As a matter of fact, my mum never anticipated that two days after she referred to a Black woman as a “Negro”, her daughter would be labeled a “Nigerian hooker”. And honest to my soul, that profiling and labeling did not offend me even minutely as I do not fathom why a “Nigerian hooker” would be denied basic human rights. But when I can give my educated, well-travelled mother the benefit of doubt for being a victim of blatant ignorance, why can’t I give the perpetually overworked, underpaid, and clearly ignorant cop a chance? But then I realized that one cannot stretch the fabric of the benefit-of-doubt paradigm to the point of ripping apart human dignity. The world is becoming an increasingly compact entity with every passing day, and it is of great impetus for all human beings to undergo a “liberal intervention”.
On the night of the incident, I recall a friend saying that constables in India are not privileged enough to be liberal. It was then that I started to ponder if the so-called privileged people are actually “privileged enough” to be liberal. But what is the context of the word “privilege” here? The privilege of knowledge? The privilege of accessing the internet? The privilege of being an alumnus of a reputed educational institution? No. To address fellow human beings with love and respect does not require any of these “privileges” . It only needs the “willingness” to be a better human being. I think the question of privilege holds no water, rather it is the ignorance that has manifested in its most vicious form in the human mind, that needs to be questioned. I believe that ignorance is the worst form of an excuse as it plummets not just you but the people around you into an abyss of apathy as a result of its implications.

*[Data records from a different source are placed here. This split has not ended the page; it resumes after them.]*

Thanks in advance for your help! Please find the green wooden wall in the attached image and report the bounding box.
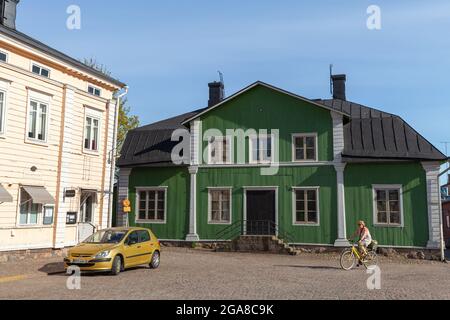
[199,86,333,162]
[345,163,428,247]
[197,166,337,244]
[129,167,190,240]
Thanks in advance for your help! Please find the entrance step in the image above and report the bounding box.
[216,236,297,255]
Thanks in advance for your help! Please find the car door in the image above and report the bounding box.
[123,231,141,268]
[138,230,153,264]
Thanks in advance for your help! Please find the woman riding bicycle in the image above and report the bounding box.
[352,221,372,259]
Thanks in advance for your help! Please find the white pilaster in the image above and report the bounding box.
[53,87,75,249]
[117,168,131,227]
[422,162,442,249]
[331,112,350,247]
[186,166,200,242]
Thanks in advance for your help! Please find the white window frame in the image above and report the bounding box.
[16,187,55,228]
[372,184,405,228]
[0,50,9,63]
[292,187,320,227]
[248,133,275,164]
[292,132,319,162]
[135,187,168,224]
[208,187,233,225]
[83,113,101,154]
[208,136,234,165]
[25,90,51,144]
[30,61,52,79]
[87,83,102,97]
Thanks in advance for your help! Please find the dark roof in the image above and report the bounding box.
[318,99,447,161]
[118,82,447,167]
[0,24,126,88]
[117,109,203,167]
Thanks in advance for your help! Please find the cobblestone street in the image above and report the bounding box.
[0,248,450,300]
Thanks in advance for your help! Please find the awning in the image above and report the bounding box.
[0,184,13,203]
[23,186,55,204]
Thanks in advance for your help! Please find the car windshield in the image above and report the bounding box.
[84,230,127,243]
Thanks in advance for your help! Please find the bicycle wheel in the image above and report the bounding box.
[364,251,378,269]
[341,249,356,271]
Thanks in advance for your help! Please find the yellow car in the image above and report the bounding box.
[64,228,161,275]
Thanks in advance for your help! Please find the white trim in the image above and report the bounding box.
[25,88,52,145]
[291,186,320,227]
[372,184,405,228]
[82,106,103,155]
[30,60,52,79]
[207,187,233,225]
[198,161,335,169]
[242,186,279,236]
[291,132,319,162]
[0,86,8,138]
[134,186,168,224]
[86,82,102,97]
[0,49,9,63]
[248,133,276,165]
[182,81,348,124]
[207,136,234,165]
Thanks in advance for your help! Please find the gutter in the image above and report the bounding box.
[437,159,450,262]
[108,86,128,228]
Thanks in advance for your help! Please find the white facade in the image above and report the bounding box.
[0,33,121,251]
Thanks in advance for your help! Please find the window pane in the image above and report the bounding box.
[33,65,41,74]
[296,211,305,222]
[378,211,388,223]
[308,211,317,223]
[389,190,400,200]
[377,190,386,200]
[390,212,401,224]
[306,137,316,149]
[41,69,50,78]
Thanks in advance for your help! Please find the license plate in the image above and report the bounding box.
[72,259,88,264]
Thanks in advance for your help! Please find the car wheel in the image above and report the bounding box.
[111,256,122,276]
[150,251,161,269]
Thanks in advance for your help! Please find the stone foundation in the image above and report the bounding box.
[0,249,67,263]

Today, we are witnessing the fourth wave of feminism and its resurgence has shaken the world from all quarters—from fashion to economics to religion to politics. But, I feel (with all due respect) that we should all be liberalists before being feminists, as the need for the latter would cease to exist if the former is firmly anchored in the minds of people as a natural consequence. In a hypothetical (and stereotypical) situation, a majority population which labels (read: confines) itself to heteronormativity may still be a minority population elsewhere in the world susceptible to hate crimes. Take the case of an Indian techie who was shot dead in the USA. In this country he ideally would be the last person for a cop (or anyone for that matter) to unfairly target (unless he is inebriated) because he has conformed himself to the societal norms. He does not look “different” or express himself “differently”. However, this same man was the victim of a hate crime in the USA. This goes on to prove that no matter where you go, hatred persists and as civilized human beings, we need to root out the hatred rather than victim-bashing.
Finally, I’ll end with a quote by Chimamanda Adichie, the woman credited with coining the phrase “We should all be feminists”, that was also reprised a countless number of times from the Dior runways to US presidential elections. She says:
“Many stories matter. Stories have been used to dispossess and malign. But stories can also be used to empower and humanize. Stories can break the dignity of people. But stories can also repair that broken dignity.”
I believe that this would be one such story. A story of dignity—lost, found, fought for, and restored.